Is the Ledger Implementation of BIP39 Generation Not Following the Spec?

Question

According to the BIP39 spec, invalid checksums should be displayed by software.

However, Ledger's BIP39 generation tool (which looks like a copy of Ian's tool), will not show an error for invalid checksums.

Example phrases to test with:

Correctly Generated Recovery Phrase: square cactus nurse pond share rescue prepare bottom suffer speed will tomorrow

another "valid phrase" (different but invalid checksum): square cactus nurse pond share rescue prepare bottom suffer speed will account

another "valid phrase" (different but invalid checksum): square cactus nurse pond share rescue prepare bottom suffer speed will acoustic

For a 12 word phrase, if you split the 2048 wordlist into 16 word blocks, every 1 word out of the 16-word block will not produce an invalid mnemonic (or checksum) error.

My two questions:

1. Is this going against the BIP39 spec?
2. Why does this code allow for 1 out of every 16 words of a block to be deemed as "valid"?

Answer 1

Those are valid mnemonics with valid checksums. In the bip39 spec is the following:

The following table describes the relation between the initial entropy length (ENT), the checksum length (CS) and the length of the generated mnemonic sentence (MS) in words.

CS = ENT / 32

MS = (ENT + CS) / 11

| ENT | CS | ENT+CS | MS | +-------+----+--------+------+ | 128 | 4 | 132 | 12 | | 160 | 5 | 165 | 15 | | 192 | 6 | 198 | 18 | | 224 | 7 | 231 | 21 | | 256 | 8 | 264 | 24 |

As per the top row, 12 word mnemonics have 128 bits of entropy and 4 bits of checksum. That means any random 12 word mnemonic has a 1 in 16 chance to have a valid checksum.

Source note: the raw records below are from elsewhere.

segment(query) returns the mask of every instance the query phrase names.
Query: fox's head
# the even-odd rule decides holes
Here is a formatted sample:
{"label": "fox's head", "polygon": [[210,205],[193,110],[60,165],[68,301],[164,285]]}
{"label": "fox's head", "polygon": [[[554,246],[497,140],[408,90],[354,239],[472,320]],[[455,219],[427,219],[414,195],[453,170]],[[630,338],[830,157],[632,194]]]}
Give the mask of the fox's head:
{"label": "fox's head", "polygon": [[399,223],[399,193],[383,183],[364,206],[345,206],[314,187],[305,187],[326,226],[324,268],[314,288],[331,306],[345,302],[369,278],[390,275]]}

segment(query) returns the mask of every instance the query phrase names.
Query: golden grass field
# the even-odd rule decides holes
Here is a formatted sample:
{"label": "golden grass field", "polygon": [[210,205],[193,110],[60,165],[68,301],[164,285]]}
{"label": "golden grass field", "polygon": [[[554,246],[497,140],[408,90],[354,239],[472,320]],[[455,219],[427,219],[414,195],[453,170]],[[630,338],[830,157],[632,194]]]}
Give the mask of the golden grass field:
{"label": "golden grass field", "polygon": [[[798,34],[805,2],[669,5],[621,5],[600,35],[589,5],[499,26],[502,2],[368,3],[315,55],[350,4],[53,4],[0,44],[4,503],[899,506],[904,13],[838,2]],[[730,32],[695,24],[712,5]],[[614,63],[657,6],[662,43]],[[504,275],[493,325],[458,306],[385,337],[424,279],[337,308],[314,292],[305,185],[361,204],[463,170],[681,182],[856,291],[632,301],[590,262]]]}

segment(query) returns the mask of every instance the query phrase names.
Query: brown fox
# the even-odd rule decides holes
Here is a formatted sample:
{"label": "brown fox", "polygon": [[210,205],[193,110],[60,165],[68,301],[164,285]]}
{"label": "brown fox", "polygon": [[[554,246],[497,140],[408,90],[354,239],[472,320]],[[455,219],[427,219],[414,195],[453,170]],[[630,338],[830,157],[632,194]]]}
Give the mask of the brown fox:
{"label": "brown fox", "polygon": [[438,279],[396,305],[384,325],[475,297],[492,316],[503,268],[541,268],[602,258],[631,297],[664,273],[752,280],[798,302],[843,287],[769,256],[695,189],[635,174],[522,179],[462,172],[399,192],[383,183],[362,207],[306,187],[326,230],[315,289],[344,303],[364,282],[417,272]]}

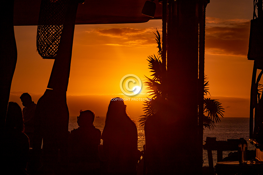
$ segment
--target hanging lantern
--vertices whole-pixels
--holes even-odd
[[[263,19],[251,20],[247,59],[263,60]]]

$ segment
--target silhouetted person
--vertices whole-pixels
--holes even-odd
[[[101,139],[109,174],[136,174],[138,160],[137,128],[127,115],[122,99],[111,101]]]
[[[22,111],[14,102],[8,103],[3,141],[1,142],[3,174],[27,174],[29,151],[28,138],[24,133]]]
[[[71,131],[69,142],[70,168],[74,174],[98,174],[100,157],[98,146],[101,132],[93,126],[95,115],[89,110],[80,111],[79,127]]]
[[[20,97],[22,104],[25,107],[22,113],[25,125],[25,133],[29,138],[30,146],[32,147],[34,140],[34,117],[36,104],[27,93],[24,93]]]

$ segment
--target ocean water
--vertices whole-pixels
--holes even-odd
[[[144,126],[141,126],[138,118],[132,118],[134,121],[137,126],[138,132],[138,149],[143,150],[143,146],[145,143]],[[102,133],[105,125],[105,117],[96,117],[94,120],[94,125],[96,128],[100,130]],[[217,140],[226,141],[228,139],[237,139],[244,137],[248,142],[249,137],[249,118],[221,118],[221,122],[216,123],[214,130],[210,130],[206,128],[204,130],[204,143],[207,137],[216,137]],[[69,118],[68,131],[76,129],[78,126],[77,123],[77,117],[71,116]],[[102,140],[101,140],[103,143]],[[248,144],[248,149],[254,150],[255,147],[250,144]],[[227,156],[230,151],[223,151],[223,157]],[[213,162],[214,165],[216,163],[216,151],[212,151]],[[208,158],[206,150],[203,151],[203,166],[208,166]]]

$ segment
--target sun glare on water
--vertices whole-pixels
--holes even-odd
[[[135,94],[137,94],[139,93],[141,91],[142,89],[140,88],[140,86],[134,86],[132,88],[132,92]]]

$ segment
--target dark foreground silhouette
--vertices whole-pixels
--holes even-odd
[[[140,157],[134,123],[127,115],[123,100],[112,99],[101,136],[110,174],[136,174]]]
[[[7,174],[27,174],[29,151],[28,138],[24,133],[22,110],[16,103],[9,102],[6,115],[1,165]]]
[[[34,144],[34,120],[35,110],[36,104],[32,101],[31,96],[28,93],[24,93],[20,97],[22,104],[25,107],[23,108],[22,113],[25,125],[25,133],[29,138],[30,147]]]

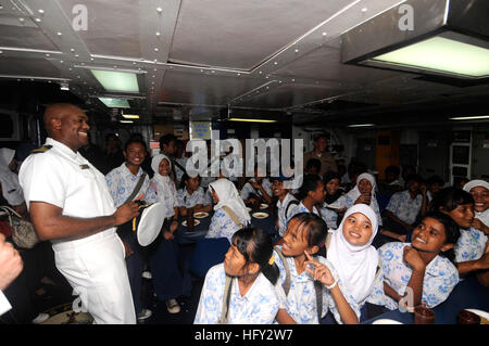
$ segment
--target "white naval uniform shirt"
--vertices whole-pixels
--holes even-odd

The "blocking" of the valid final words instead of a totally random distribution is because the checksum bits are appended to the end of the entropy bits. So for every first 128 bits, there is exactly one valid final four bits. Bits are mapped to words by just counting down the alphabetically-sorted word list for each 11-bit chunk. So the first 128 bits determine the first eleven words and which "block" of the wordlist you are considering, and then within that block only one word corresponds to the correct checksum.